O educador reivindicou que o corpo docente seja ouvido atentamente sobre os documentos propostos na BNCC – cuja segunda versão foi divulgada recentemente pelo Ministério da Educação (MEC) – sob pena de não se avançar para um conceito mais amplo de qualidade. Destacou, ainda, a importância da participação dos movimentos sociais nessa construção. “Não é possível construir uma outra educação sem que se tenha outro projeto de sociedade, que é o que está em disputa hoje”, frisou Arroyo.

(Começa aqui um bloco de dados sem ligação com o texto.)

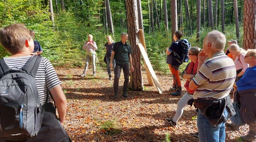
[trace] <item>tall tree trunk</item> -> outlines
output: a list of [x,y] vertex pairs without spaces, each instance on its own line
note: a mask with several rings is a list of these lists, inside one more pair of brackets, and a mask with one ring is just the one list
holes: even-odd
[[150,29],[151,28],[151,26],[150,26],[150,4],[149,4],[149,0],[148,0],[148,11],[149,12],[148,13],[148,17],[149,17],[149,35],[150,35]]
[[188,12],[188,22],[189,22],[190,30],[190,36],[192,35],[192,27],[191,25],[191,20],[190,19],[190,14],[189,9],[188,9],[188,0],[185,0],[185,3],[186,7],[187,8],[187,11]]
[[201,24],[201,0],[197,0],[197,41],[200,41],[200,30]]
[[53,8],[52,6],[52,0],[49,0],[49,12],[50,14],[50,19],[53,23],[53,26],[55,26],[54,23],[54,17],[53,16]]
[[138,7],[138,18],[139,20],[139,29],[142,29],[144,32],[144,28],[143,25],[142,11],[140,0],[137,0],[137,7]]
[[104,0],[104,27],[105,27],[105,34],[107,35],[108,33],[108,28],[107,28],[107,8],[106,4],[106,0]]
[[210,27],[210,6],[209,6],[209,0],[207,0],[207,19],[208,19],[208,28]]
[[164,0],[164,14],[165,18],[165,29],[167,31],[167,32],[169,32],[168,26],[168,18],[167,15],[167,5],[166,5],[166,0]]
[[224,11],[224,0],[221,0],[222,1],[222,31],[223,33],[225,33],[225,11]]
[[244,48],[256,49],[256,0],[244,2]]
[[[176,0],[171,0],[171,16],[172,19],[172,35],[178,30],[178,17],[177,15],[177,1]],[[172,39],[172,42],[174,40]]]
[[217,29],[217,10],[218,8],[218,0],[215,0],[215,13],[214,14],[214,24],[215,26],[215,29]]
[[203,0],[203,25],[204,29],[205,29],[205,1]]
[[56,13],[59,13],[59,11],[58,9],[58,5],[57,5],[57,0],[55,0],[55,7],[56,8]]
[[153,0],[151,0],[151,26],[152,28],[152,32],[153,35],[155,35],[155,25],[154,22],[154,16],[153,15]]
[[106,8],[107,8],[107,20],[109,21],[109,26],[110,32],[113,36],[113,38],[114,39],[114,26],[113,25],[113,21],[112,20],[112,14],[110,10],[110,5],[109,4],[109,0],[106,0]]
[[62,10],[64,11],[65,10],[65,8],[64,8],[64,1],[63,1],[63,0],[60,0],[60,3],[62,5]]
[[213,13],[212,1],[208,0],[209,2],[209,9],[210,10],[210,26],[212,29],[214,29],[213,26]]
[[237,1],[236,0],[234,0],[234,8],[235,8],[235,22],[236,25],[236,37],[240,38],[239,31],[239,25],[238,24],[238,13]]
[[128,35],[132,50],[132,64],[134,69],[133,72],[130,73],[129,88],[134,91],[142,91],[144,87],[140,64],[140,51],[137,46],[139,43],[137,1],[127,0],[126,4],[129,27]]
[[160,31],[160,23],[159,23],[159,18],[158,18],[158,14],[157,9],[156,8],[156,3],[154,0],[153,0],[153,2],[155,5],[155,10],[156,12],[156,22],[158,24],[158,30]]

Cenário atual – O momento atual também foi mencionado pelas deputadas estaduais Luciane Maria Carminatt (PT-SC) e Ana Lúcia Vieira Menezes (PT-SE). “Nessa discussão da base curricular queremos lamentar a ruptura democrática no País e mostrar preocupação com quem ficará e como ficará tudo aquilo que foi construído até agora”, afirmou a representante de Santa Catarina após fazer um histórico dos debates e marcos legais construídos para a área de educação nos últimos anos, como a própria LDB e o Sistema Nacional de Educação (SNE).
Por sua vez, a representante da Assembleia de Sergipe acrescentou que a discussão em torno de uma base curricular não deve servir para reforçar a competência ou a incompetência de alunos e docentes, mas sim para que se ouça a sociedade e se contribua com a construção do conhecimento dos atores como sujeitos do processo.
Também referindo-se ao cenário atual, mas na perspectiva dos recentes cortes em investimentos anunciados pelo governo federal, a diretora estadual do Sindicato Único dos Trabalhadores em Educação de Minas Gerais (Sind-Ute), Mônica Maria de Souza, disse que “o maior golpe que se deu no País foi na educação, porque sem financiamento não se tem educação”.
Em sua fala, Mônica manifestou, ainda, o apoio da entidade à professora que teria sido insultada recentemente por pai de aluno em Belo Horizonte e a alunos secundaristas de São Paulo por seu movimento em defesa da educação. “O pai do aluno pediu que a professora voltasse para a senzala. Secundaristas estão sendo presos em São Paulo, onde uma aluna foi brutalmente assassinada na semana passada. E no meio, temos uma mídia que dá voz a fascistas e uma Justiça que não funciona”, protestou a diretora do Sind-UTE.
Diversidade - A representante da Secretaria de Estado da Educação (SEE), Gláucia Aparecida Vieira, destacou na abertura do evento a importância de que a BNCC venha contemplar a diversidade e pontuou que, também no seu entendimento, uma educação de qualidade não se resume a índices de avaliações sistêmicas. “Queremos uma educação que seja para todos e todas, que independentemente das diferenças valorize e respeite o outro”, pontuou.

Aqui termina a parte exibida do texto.